College presidents seek debate on drinking age

By JUSTIN POPE, Associated Press Writer
2 hours, 4 minutes ago

College presidents from about 100 of the nation's best-known universities, including Duke, Dartmouth and Ohio State, are calling on lawmakers to consider lowering the drinking age from 21 to 18, saying current laws actually encourage dangerous binge drinking on campus.

The movement called the Amethyst Initiative began quietly recruiting presidents more than a year ago to provoke national debate about the drinking age.

"This is a law that is routinely evaded," said John McCardell, former president of Middlebury College in Vermont who started the organization. "It is a law that the people at whom it is directed believe is unjust and unfair and discriminatory."

Other prominent schools in the group include Syracuse, Tufts, Colgate, Kenyon and Morehouse.

But even before the presidents begin the public phase of their efforts, which may include publishing newspaper ads in the coming weeks, they are already facing sharp criticism.

Mothers Against Drunk Driving says lowering the drinking age would lead to more fatal car crashes. It accuses the presidents of misrepresenting science and looking for an easy way out of an inconvenient problem. MADD officials are even urging parents to think carefully about the safety of colleges whose presidents have signed on.

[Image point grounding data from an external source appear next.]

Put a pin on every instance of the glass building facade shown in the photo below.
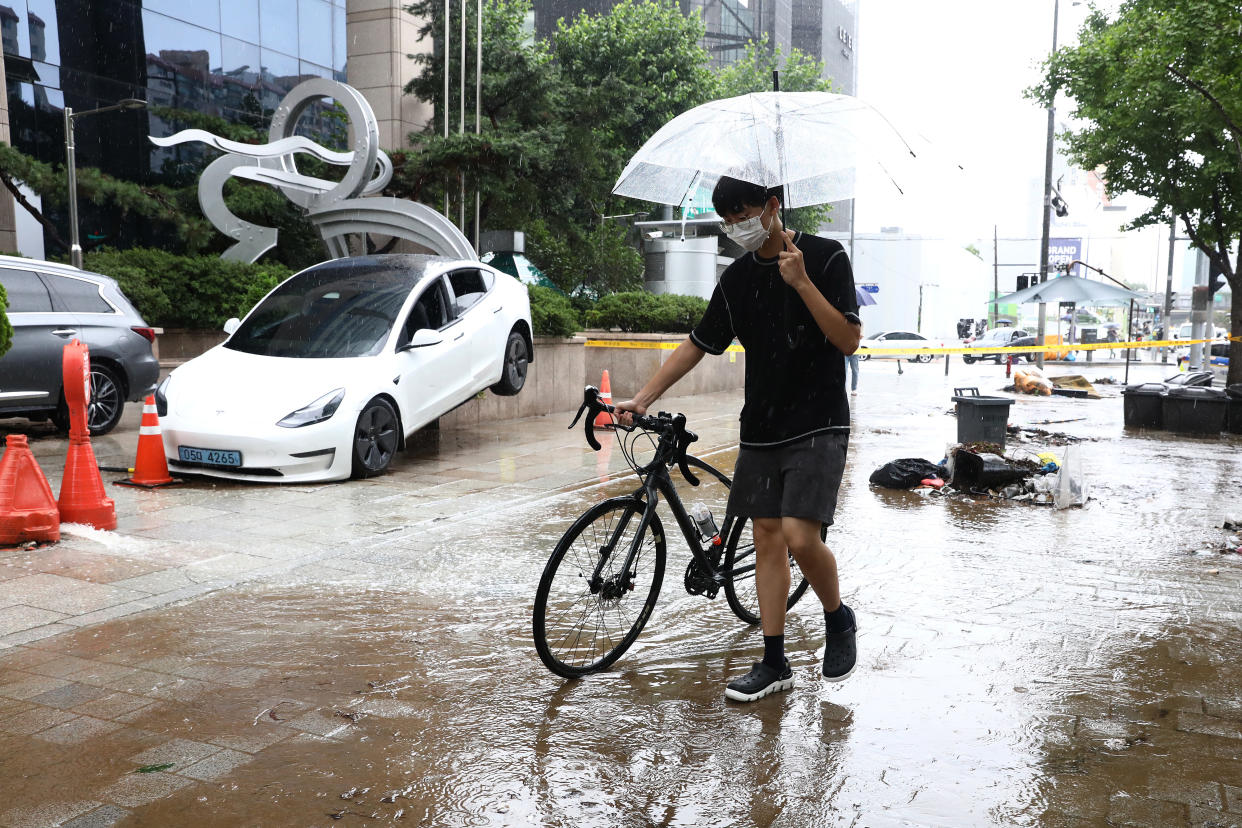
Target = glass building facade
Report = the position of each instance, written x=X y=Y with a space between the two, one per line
x=227 y=58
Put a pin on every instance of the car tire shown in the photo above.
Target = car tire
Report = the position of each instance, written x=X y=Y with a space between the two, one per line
x=514 y=365
x=376 y=436
x=106 y=407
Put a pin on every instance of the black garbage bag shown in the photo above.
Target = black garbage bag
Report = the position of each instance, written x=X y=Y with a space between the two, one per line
x=975 y=472
x=904 y=473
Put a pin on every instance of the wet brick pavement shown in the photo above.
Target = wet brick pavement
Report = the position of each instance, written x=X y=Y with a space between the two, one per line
x=164 y=666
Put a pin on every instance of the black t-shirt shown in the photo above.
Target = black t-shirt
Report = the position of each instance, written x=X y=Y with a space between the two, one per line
x=795 y=376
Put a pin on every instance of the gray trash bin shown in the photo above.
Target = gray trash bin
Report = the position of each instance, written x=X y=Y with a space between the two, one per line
x=981 y=420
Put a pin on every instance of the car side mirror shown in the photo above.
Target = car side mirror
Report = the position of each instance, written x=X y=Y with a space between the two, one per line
x=422 y=338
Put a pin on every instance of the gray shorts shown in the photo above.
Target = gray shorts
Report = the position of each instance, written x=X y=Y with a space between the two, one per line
x=795 y=481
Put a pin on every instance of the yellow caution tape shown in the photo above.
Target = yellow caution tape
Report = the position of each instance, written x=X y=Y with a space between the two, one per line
x=648 y=345
x=959 y=349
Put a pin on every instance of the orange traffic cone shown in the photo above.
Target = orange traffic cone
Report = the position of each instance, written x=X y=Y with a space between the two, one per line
x=150 y=467
x=27 y=509
x=604 y=420
x=82 y=497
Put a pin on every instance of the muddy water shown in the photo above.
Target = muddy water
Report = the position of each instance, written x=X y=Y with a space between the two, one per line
x=1019 y=666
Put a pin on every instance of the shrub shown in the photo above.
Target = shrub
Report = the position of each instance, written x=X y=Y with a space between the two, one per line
x=174 y=291
x=645 y=313
x=5 y=327
x=552 y=314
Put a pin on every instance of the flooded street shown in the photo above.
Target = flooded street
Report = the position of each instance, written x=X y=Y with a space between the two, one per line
x=1019 y=666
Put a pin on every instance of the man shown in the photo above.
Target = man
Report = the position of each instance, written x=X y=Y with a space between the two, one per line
x=790 y=302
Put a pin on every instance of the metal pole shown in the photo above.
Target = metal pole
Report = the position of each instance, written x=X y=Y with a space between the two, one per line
x=71 y=168
x=461 y=128
x=1168 y=314
x=478 y=104
x=1129 y=337
x=447 y=15
x=996 y=283
x=1047 y=190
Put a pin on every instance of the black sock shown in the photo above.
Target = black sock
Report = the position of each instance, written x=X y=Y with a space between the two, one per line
x=840 y=620
x=774 y=652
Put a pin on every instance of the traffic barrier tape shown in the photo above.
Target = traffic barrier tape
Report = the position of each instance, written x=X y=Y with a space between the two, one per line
x=958 y=349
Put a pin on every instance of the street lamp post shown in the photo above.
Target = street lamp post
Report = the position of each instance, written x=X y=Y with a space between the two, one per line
x=71 y=166
x=1047 y=190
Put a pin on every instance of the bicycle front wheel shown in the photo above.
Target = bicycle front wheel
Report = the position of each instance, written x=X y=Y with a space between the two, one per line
x=590 y=607
x=739 y=560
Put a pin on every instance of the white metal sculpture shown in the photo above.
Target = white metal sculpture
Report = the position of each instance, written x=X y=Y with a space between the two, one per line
x=337 y=209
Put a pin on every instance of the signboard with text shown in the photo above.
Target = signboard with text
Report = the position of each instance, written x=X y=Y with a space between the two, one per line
x=1061 y=252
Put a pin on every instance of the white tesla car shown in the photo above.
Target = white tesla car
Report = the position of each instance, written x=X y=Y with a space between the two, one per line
x=329 y=374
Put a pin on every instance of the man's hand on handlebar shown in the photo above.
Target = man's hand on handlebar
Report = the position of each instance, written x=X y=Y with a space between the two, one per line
x=626 y=410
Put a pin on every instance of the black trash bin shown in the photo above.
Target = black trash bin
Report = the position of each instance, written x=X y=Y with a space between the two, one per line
x=1195 y=410
x=981 y=420
x=1233 y=420
x=1144 y=405
x=1191 y=379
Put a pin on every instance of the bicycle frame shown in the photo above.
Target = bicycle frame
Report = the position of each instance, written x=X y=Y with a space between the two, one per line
x=656 y=481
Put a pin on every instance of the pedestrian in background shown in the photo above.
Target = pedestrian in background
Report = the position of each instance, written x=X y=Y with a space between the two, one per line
x=853 y=361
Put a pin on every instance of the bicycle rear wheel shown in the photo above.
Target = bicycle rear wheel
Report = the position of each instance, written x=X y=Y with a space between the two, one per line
x=584 y=623
x=739 y=559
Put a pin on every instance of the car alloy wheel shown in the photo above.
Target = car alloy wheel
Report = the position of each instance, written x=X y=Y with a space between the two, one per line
x=517 y=363
x=375 y=438
x=106 y=406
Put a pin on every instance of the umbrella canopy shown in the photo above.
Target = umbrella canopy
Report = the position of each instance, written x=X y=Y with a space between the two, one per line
x=810 y=142
x=1071 y=288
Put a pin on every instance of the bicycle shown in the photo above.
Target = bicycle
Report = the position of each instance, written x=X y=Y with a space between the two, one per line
x=607 y=567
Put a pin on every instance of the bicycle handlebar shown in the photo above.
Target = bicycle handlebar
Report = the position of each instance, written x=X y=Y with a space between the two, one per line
x=663 y=423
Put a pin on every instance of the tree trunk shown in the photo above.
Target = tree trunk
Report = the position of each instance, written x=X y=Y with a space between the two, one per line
x=1235 y=375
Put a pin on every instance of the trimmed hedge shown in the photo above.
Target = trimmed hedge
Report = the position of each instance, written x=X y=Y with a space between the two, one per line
x=552 y=313
x=637 y=312
x=173 y=291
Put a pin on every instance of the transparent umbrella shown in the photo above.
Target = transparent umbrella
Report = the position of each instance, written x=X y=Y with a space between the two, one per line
x=812 y=143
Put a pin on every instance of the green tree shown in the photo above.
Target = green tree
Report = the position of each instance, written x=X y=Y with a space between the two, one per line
x=1159 y=90
x=514 y=159
x=5 y=325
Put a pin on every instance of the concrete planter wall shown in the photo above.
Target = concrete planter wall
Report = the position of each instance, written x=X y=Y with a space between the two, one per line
x=557 y=376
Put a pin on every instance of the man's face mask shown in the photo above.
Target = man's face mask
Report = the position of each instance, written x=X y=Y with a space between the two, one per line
x=749 y=234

"It's very clear the 21-year-old drinking age will not be enforced at those campuses," said Laura Dean-Mooney, national president of MADD.

Both sides agree alcohol abuse by college students is a huge problem.

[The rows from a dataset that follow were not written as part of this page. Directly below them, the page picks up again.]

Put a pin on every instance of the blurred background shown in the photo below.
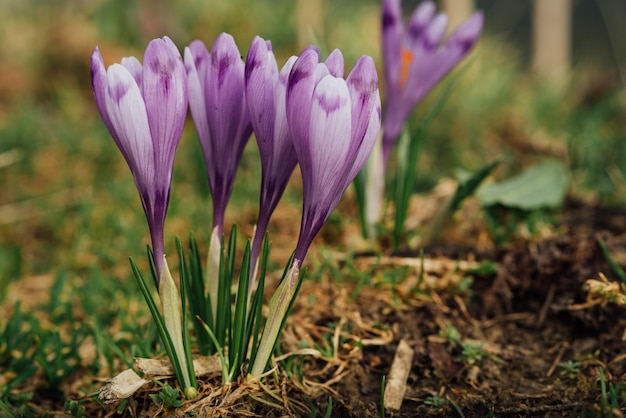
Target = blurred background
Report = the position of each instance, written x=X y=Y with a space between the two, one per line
x=543 y=82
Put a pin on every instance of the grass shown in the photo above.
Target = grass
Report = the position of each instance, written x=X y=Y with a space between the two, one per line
x=70 y=216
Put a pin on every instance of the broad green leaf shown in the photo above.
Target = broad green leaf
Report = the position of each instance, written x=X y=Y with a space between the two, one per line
x=540 y=186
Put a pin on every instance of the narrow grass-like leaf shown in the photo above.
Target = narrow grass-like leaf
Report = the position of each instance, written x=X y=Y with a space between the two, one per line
x=237 y=345
x=152 y=266
x=382 y=398
x=160 y=323
x=293 y=299
x=407 y=161
x=200 y=305
x=359 y=192
x=255 y=318
x=220 y=354
x=222 y=321
x=443 y=217
x=184 y=291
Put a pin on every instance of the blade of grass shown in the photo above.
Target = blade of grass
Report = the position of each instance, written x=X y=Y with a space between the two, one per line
x=256 y=316
x=237 y=345
x=184 y=291
x=158 y=320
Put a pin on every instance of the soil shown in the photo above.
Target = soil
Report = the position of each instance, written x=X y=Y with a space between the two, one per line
x=519 y=330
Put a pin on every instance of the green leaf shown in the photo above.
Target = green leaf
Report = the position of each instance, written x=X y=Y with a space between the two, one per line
x=541 y=186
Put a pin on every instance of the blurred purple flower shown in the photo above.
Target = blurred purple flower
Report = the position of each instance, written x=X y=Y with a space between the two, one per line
x=144 y=109
x=416 y=60
x=220 y=115
x=265 y=95
x=334 y=124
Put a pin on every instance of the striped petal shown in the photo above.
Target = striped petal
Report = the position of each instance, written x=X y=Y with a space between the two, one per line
x=261 y=75
x=330 y=132
x=165 y=95
x=392 y=32
x=196 y=63
x=334 y=63
x=127 y=112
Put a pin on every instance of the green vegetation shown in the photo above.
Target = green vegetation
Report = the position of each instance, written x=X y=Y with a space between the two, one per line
x=70 y=216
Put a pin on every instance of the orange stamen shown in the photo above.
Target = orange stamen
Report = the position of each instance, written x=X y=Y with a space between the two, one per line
x=405 y=63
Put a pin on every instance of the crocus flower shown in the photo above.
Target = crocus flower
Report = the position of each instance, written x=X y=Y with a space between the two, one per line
x=144 y=109
x=220 y=115
x=334 y=124
x=416 y=60
x=265 y=95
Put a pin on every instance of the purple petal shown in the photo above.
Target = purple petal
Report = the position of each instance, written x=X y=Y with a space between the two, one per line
x=99 y=87
x=283 y=153
x=165 y=95
x=369 y=139
x=261 y=75
x=127 y=112
x=300 y=88
x=196 y=63
x=420 y=19
x=334 y=62
x=435 y=31
x=363 y=85
x=329 y=146
x=392 y=32
x=227 y=119
x=133 y=65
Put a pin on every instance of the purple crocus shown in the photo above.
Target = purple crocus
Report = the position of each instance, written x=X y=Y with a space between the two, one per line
x=416 y=60
x=144 y=109
x=334 y=124
x=265 y=96
x=218 y=107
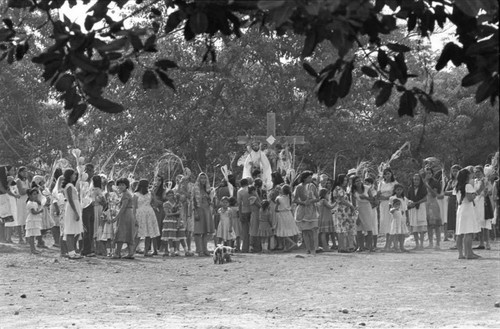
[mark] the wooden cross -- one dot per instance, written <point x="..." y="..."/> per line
<point x="271" y="139"/>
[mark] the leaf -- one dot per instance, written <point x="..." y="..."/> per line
<point x="345" y="81"/>
<point x="384" y="94"/>
<point x="76" y="113"/>
<point x="150" y="44"/>
<point x="125" y="70"/>
<point x="469" y="7"/>
<point x="382" y="59"/>
<point x="83" y="63"/>
<point x="149" y="80"/>
<point x="399" y="48"/>
<point x="369" y="71"/>
<point x="473" y="78"/>
<point x="309" y="44"/>
<point x="486" y="89"/>
<point x="8" y="23"/>
<point x="105" y="105"/>
<point x="174" y="19"/>
<point x="309" y="69"/>
<point x="270" y="4"/>
<point x="64" y="83"/>
<point x="6" y="34"/>
<point x="165" y="79"/>
<point x="165" y="64"/>
<point x="115" y="45"/>
<point x="198" y="22"/>
<point x="155" y="11"/>
<point x="135" y="41"/>
<point x="19" y="3"/>
<point x="407" y="104"/>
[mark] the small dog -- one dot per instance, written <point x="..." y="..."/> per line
<point x="222" y="254"/>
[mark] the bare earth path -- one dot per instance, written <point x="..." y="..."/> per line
<point x="390" y="290"/>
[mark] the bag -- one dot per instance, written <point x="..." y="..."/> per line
<point x="488" y="208"/>
<point x="196" y="215"/>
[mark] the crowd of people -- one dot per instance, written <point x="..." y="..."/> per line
<point x="90" y="215"/>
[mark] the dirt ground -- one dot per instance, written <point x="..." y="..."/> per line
<point x="287" y="290"/>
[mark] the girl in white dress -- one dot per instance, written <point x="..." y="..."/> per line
<point x="72" y="212"/>
<point x="467" y="223"/>
<point x="483" y="190"/>
<point x="384" y="191"/>
<point x="417" y="213"/>
<point x="34" y="218"/>
<point x="22" y="189"/>
<point x="285" y="226"/>
<point x="146" y="218"/>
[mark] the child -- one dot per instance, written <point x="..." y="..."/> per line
<point x="97" y="195"/>
<point x="235" y="222"/>
<point x="396" y="227"/>
<point x="108" y="215"/>
<point x="182" y="224"/>
<point x="225" y="232"/>
<point x="398" y="223"/>
<point x="171" y="223"/>
<point x="255" y="203"/>
<point x="34" y="219"/>
<point x="285" y="226"/>
<point x="265" y="226"/>
<point x="146" y="218"/>
<point x="326" y="226"/>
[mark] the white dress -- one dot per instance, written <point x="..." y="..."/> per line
<point x="479" y="204"/>
<point x="466" y="214"/>
<point x="398" y="224"/>
<point x="22" y="212"/>
<point x="33" y="222"/>
<point x="386" y="190"/>
<point x="71" y="226"/>
<point x="146" y="217"/>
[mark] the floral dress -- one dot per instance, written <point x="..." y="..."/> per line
<point x="345" y="218"/>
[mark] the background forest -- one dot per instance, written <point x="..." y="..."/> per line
<point x="215" y="102"/>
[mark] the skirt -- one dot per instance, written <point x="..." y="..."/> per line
<point x="285" y="224"/>
<point x="443" y="206"/>
<point x="265" y="229"/>
<point x="365" y="216"/>
<point x="205" y="222"/>
<point x="385" y="218"/>
<point x="452" y="213"/>
<point x="398" y="225"/>
<point x="418" y="219"/>
<point x="22" y="212"/>
<point x="146" y="219"/>
<point x="433" y="213"/>
<point x="126" y="228"/>
<point x="466" y="219"/>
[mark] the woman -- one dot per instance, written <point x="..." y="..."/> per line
<point x="417" y="213"/>
<point x="203" y="222"/>
<point x="306" y="196"/>
<point x="343" y="212"/>
<point x="384" y="192"/>
<point x="8" y="211"/>
<point x="22" y="189"/>
<point x="433" y="210"/>
<point x="126" y="224"/>
<point x="362" y="201"/>
<point x="467" y="223"/>
<point x="146" y="218"/>
<point x="157" y="199"/>
<point x="450" y="192"/>
<point x="483" y="191"/>
<point x="73" y="225"/>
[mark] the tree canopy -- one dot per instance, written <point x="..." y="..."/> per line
<point x="81" y="62"/>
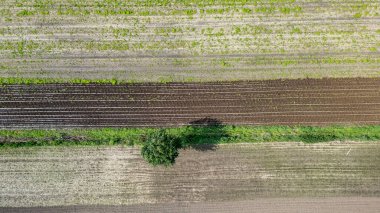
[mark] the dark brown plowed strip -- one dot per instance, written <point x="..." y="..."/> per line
<point x="284" y="102"/>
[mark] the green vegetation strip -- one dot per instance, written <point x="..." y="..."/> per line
<point x="28" y="81"/>
<point x="188" y="136"/>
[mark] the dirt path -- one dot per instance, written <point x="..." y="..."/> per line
<point x="290" y="102"/>
<point x="56" y="176"/>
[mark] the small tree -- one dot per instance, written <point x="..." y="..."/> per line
<point x="160" y="149"/>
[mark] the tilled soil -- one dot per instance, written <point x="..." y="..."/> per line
<point x="285" y="102"/>
<point x="67" y="176"/>
<point x="307" y="205"/>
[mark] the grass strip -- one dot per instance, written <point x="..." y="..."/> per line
<point x="188" y="135"/>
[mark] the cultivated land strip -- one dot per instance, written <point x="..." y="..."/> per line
<point x="288" y="102"/>
<point x="307" y="205"/>
<point x="67" y="176"/>
<point x="193" y="40"/>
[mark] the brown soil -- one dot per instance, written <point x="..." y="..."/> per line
<point x="67" y="176"/>
<point x="288" y="102"/>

Research has found more than 40 percent of college students reported at least one symptom of alcohol abuse or dependance. One study has estimated more than 500,000 full-time students at four-year colleges suffer injuries each year related in some way to drinking, and about 1,700 die in such accidents.

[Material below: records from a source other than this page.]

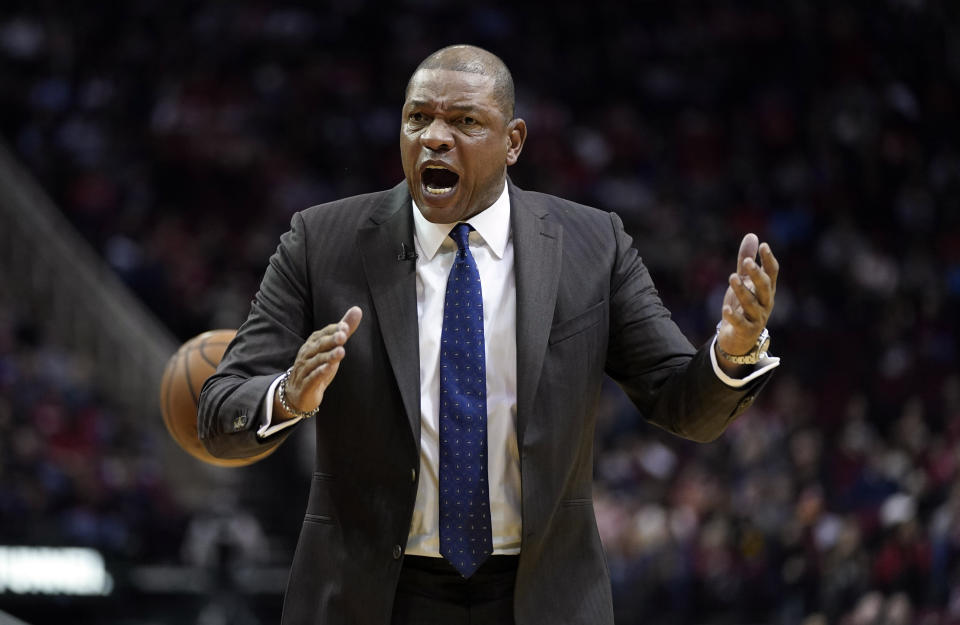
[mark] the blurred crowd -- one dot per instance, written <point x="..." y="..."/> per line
<point x="179" y="138"/>
<point x="74" y="471"/>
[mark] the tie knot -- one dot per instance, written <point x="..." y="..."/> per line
<point x="460" y="235"/>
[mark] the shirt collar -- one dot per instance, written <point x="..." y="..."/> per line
<point x="492" y="224"/>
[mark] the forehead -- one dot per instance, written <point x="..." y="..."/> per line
<point x="442" y="88"/>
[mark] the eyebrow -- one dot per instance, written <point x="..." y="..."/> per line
<point x="453" y="107"/>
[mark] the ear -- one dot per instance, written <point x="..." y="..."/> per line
<point x="516" y="135"/>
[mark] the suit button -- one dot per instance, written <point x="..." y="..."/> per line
<point x="239" y="422"/>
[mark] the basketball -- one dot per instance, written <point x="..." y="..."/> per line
<point x="185" y="373"/>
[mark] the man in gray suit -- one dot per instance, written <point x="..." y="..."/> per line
<point x="455" y="424"/>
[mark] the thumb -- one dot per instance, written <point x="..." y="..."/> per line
<point x="748" y="249"/>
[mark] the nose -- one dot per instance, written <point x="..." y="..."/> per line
<point x="437" y="136"/>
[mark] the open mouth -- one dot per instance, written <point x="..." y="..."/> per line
<point x="439" y="180"/>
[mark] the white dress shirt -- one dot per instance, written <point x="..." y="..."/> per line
<point x="492" y="249"/>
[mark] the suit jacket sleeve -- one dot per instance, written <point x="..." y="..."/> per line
<point x="672" y="384"/>
<point x="231" y="406"/>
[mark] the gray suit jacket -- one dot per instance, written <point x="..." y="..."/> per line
<point x="585" y="306"/>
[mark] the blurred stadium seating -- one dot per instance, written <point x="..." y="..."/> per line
<point x="178" y="139"/>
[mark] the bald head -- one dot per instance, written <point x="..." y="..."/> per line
<point x="474" y="60"/>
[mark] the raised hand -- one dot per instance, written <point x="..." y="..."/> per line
<point x="316" y="365"/>
<point x="748" y="301"/>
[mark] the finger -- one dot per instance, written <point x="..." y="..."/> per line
<point x="320" y="378"/>
<point x="759" y="280"/>
<point x="752" y="310"/>
<point x="748" y="248"/>
<point x="735" y="321"/>
<point x="771" y="266"/>
<point x="350" y="321"/>
<point x="322" y="341"/>
<point x="316" y="361"/>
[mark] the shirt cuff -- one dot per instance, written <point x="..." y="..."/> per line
<point x="764" y="365"/>
<point x="267" y="429"/>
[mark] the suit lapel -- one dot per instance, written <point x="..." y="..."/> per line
<point x="537" y="244"/>
<point x="392" y="285"/>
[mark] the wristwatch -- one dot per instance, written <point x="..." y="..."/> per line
<point x="754" y="355"/>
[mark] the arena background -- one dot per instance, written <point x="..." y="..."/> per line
<point x="159" y="149"/>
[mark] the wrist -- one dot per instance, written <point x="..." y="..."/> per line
<point x="281" y="400"/>
<point x="754" y="353"/>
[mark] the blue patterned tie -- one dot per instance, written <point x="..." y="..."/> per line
<point x="466" y="539"/>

A recent Associated Press analysis of federal records found that 157 college-age people, 18 to 23, drank themselves to death from 1999 through 2005.


Moana Jagasia, a Duke University sophomore from Singapore, where the drinking age is lower, said reducing the age in the U.S. could be helpful.

"There isn't that much difference in maturity between 21 and 18," she said. "If the age is younger, you're getting exposed to it at a younger age, and you don't freak out when you get to campus."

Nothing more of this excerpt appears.